Celebrating Cage and Debussy
Juxtapositions of the two composers on their 100th and 150th Birthdays
Monday, September 17, 2012
Two of arguably the most influential composers of the twentieth century turned super old this year: John Cage (100 this month) and Claude Debussy (150 last August). This week on Hammered! we pay homage to these modern musical titans with alternating selections from each’s vast piano oeuvre.
John Cage was six years old when Debussy died in 1918, and their musical overlap seems on the surface to be equally nonsignificant. But while each’s style represents wildly different aesthetic worlds, there are nevertheless striking similarities between their areas of musical consideration.
Each exhibited a fascinating preoccupation with Far Eastern culture, manifesting for both composers in works that re-imagine its sounds, rhythms and timbres. In the case of Cage, Chinese texts and Zen Buddhism provided a philosophical foundation for an entire period of his compositional output. In a more strictly musical sense, Debussy and Cage also paid obsessive attention to the musical integration of silence, and dealt fastidiously with rhythm, timbre and form, which for both was often a function of strict numerical proportions and symmetries.

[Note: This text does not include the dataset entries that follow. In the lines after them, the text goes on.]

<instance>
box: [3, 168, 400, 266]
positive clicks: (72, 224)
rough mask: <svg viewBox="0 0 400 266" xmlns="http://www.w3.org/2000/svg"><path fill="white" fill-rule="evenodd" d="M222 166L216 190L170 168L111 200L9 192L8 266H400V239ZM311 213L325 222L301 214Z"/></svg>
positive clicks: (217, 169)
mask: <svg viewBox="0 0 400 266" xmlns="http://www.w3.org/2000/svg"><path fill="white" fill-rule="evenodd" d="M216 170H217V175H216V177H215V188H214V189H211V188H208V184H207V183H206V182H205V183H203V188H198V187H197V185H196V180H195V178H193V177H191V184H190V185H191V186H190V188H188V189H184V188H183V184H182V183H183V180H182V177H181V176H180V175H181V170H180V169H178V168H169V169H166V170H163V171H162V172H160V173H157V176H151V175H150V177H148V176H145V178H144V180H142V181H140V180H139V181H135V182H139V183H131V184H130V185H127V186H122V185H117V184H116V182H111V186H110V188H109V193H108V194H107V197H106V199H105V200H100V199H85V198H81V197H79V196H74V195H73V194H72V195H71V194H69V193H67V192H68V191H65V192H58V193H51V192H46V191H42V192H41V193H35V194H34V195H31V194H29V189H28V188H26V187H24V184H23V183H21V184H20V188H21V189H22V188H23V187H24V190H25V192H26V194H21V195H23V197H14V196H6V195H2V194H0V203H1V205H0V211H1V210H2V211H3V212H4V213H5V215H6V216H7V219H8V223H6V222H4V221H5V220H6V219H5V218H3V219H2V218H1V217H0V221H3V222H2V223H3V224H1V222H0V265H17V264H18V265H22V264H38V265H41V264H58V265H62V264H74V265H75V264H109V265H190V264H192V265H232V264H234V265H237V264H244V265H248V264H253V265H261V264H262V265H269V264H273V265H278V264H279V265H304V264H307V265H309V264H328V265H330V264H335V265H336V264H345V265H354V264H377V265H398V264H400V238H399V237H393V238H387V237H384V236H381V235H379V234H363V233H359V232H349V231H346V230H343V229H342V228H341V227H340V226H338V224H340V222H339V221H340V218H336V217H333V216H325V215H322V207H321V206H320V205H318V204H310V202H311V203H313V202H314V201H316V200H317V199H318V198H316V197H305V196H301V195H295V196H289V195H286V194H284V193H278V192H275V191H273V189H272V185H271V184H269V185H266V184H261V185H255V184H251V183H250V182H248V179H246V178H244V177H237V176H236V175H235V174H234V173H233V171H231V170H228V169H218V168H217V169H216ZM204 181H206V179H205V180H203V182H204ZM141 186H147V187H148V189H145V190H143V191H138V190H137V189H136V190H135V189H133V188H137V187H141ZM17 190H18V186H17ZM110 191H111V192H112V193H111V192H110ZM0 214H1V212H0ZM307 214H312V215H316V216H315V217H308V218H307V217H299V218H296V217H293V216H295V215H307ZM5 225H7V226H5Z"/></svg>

The juxtaposition of piano music this week hopes to tease out some of those interrelations. On Monday’s two-part show, half showcases aspects of this Eastern influence (Debussy’s “Pagodes” from Estampes and selections from Cage’s Sonatas and Interludes), and half explores two takes on the same formal genre (Debussy’s Etudes book two, and Cages Etudes Australes). Later in the week, hear Debussy’s Image paired with Cage’s Imaginary Landscapes, and two days of Debussy Preludes (books one and two) balanced with miniatures spanning Cage’s entire compositional career.